🤖 AI Summary
Black-box query attacks pose a severe threat to the security of Machine Learning as a Service (MLaaS) systems, while existing defenses often incur high computational overhead or degrade accuracy on clean samples. This paper proposes a lightweight Randomized Block-wise Implicit Purification (RBIP) defense mechanism that reconstructs the natural image manifold without requiring knowledge of the target model’s architecture or gradients—leveraging local implicit function modeling and randomized input block purification. We theoretically prove that RBIP slows down adversarial convergence. The method employs an ensemble of lightweight purification models to jointly enhance robustness and generalization. Evaluated on CIFAR-10 and ImageNet, RBIP significantly improves resilience against prominent black-box query attacks—including Bandits, Square, and SimBA—while incurring minimal purification overhead and preserving clean-sample accuracy.
📝 Abstract
Black-box query-based attacks constitute significant threats to Machine Learning as a Service (MLaaS) systems since they can generate adversarial examples without accessing the target model's architecture and parameters. Traditional defense mechanisms, such as adversarial training, gradient masking, and input transformations, either impose substantial computational costs or compromise the test accuracy of non-adversarial inputs.
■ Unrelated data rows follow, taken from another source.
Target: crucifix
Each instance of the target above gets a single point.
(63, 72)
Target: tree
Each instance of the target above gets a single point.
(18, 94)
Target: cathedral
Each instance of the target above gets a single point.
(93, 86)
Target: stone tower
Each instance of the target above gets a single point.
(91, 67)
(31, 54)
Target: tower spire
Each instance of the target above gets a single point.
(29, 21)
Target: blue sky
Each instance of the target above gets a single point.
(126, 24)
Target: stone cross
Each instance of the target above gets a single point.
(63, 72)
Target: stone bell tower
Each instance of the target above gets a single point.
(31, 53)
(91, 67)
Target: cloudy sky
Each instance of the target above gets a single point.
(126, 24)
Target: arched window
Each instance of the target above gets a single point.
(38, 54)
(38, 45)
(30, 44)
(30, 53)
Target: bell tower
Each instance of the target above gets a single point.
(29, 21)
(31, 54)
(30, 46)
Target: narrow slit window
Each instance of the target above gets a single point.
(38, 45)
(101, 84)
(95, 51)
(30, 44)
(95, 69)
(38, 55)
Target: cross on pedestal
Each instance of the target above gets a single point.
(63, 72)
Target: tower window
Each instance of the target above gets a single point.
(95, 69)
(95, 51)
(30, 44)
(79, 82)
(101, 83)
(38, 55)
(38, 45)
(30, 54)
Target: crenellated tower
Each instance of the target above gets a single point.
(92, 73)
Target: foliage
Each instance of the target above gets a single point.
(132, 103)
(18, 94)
To address these challenges, we propose an efficient defense mechanism, PuriDefense, that employs random patch-wise purifications with an ensemble of lightweight purification models at a low level of inference cost. These models leverage the local implicit function and rebuild the natural image manifold. Our theoretical analysis suggests that this approach slows down the convergence of query-based attacks by incorporating randomness into purifications. Extensive experiments on CIFAR-10 and ImageNet validate the effectiveness of our proposed purifier-based defense mechanism, demonstrating significant improvements in robustness against query-based attacks.